In the above-described embodiment, the failure check circuits 14a and 14b check for a failure when they are in the online state, but the switch 12 may always send a no-call pattern to the failure check code adding circuit when it is not in the online state. It is also possible to output the signal and send it back with an FC8 code added thereto, and provide the returned no-call pattern with the FC8 code added to the failure check circuit to constantly monitor failures. In this case, the switch 12
failures can be detected early.

The switches to which the present invention is applied include time division switches,
It may be a space division switch, an ATM multiplex switch, or the like. In the case of time division switches and space division switches, a certain fixed time (frame time) is determined and the FC8
It is sufficient to add a code, and in the case of an ATM multiplex switch, an FC8 code may be added for each cell.

Further, the number of bits of the FC8 code used as the fault check code and the generating polynomial to be applied may be selected as appropriate. Further, the failure check code is not limited to the FC8 code, and various types may be applied. Not only a fault check code determined depending on the data to be transmitted, but also a fixed pattern fault check code may be used. In this case,
Bit errors in data cannot be detected.

[Effects of the Invention] As described above, according to the present invention, a fault check code adding circuit for adding a fault check code to data is provided at the input stage of the switch, and the switch is controlled based on the added fault check code. Since a fault check circuit for detecting faults is provided at the output stage of the switch, faults can be detected online without affecting data transmission time, making it possible to discover switch faults at an early stage. can.

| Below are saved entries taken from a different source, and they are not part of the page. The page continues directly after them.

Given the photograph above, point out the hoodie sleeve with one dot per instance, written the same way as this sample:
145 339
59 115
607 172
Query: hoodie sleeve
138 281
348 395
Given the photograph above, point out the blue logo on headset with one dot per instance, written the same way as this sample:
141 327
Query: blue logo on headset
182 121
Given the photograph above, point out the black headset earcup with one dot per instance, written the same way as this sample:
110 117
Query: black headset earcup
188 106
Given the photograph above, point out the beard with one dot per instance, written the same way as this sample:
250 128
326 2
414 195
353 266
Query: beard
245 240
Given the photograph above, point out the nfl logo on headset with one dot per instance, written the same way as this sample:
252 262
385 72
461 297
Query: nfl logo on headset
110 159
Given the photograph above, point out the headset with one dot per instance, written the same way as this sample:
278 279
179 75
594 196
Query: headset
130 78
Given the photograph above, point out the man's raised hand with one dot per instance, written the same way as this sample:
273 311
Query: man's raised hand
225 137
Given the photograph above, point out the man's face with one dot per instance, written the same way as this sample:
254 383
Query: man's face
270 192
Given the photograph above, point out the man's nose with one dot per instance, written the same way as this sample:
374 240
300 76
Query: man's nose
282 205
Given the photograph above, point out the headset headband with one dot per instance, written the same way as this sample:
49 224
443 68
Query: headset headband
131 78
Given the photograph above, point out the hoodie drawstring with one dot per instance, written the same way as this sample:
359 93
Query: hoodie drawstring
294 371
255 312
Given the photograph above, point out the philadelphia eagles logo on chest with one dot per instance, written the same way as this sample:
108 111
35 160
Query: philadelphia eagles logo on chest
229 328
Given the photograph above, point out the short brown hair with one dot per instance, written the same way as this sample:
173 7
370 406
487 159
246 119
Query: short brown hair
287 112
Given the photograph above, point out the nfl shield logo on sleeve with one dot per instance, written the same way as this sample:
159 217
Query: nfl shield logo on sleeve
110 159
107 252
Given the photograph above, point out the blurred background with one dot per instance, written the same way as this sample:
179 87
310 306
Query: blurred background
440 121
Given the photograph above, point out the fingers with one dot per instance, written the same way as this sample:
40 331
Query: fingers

[Brief explanation of the drawing]

FIG. 1 is a block diagram showing the configuration of an embodiment of the switch failure detection device of the present invention, FIG. 2 is a block diagram showing the configuration of a conventional device, and FIG. 3 is a block diagram showing the configuration of a conventional device. A timing chart showing input/output data, and FIG. 4 is a block diagram showing an example of an FC8 code generation circuit. 10a, l Ob ・, terminal device, lla, llb ・・
・Subscriber circuit, 12...switch, 13a, 13b・
・Failure check code addition circuit, 14a, 14b...
Failure check circuit, 20...FC3 code generation circuit. 51 Stator check circuit 7'iγ diagram of conventional failure detection device I! Figure 2

Claims (1)

[Scope of Claims] A fault check code adding circuit for adding a fault check code to data is provided on a data transmission line from a subscriber circuit connected to a terminal device to a switch, and a fault check code adding circuit is provided for adding a fault check code to data. A failure in the switch is detected based on a failure check code added to the data on the data transmission line going to the circuit, and if there is no failure, the failure check code is removed and the original data is returned to the above. A failure detection device for a switch, characterized in that it is provided with a failure check circuit that outputs to a subscriber circuit.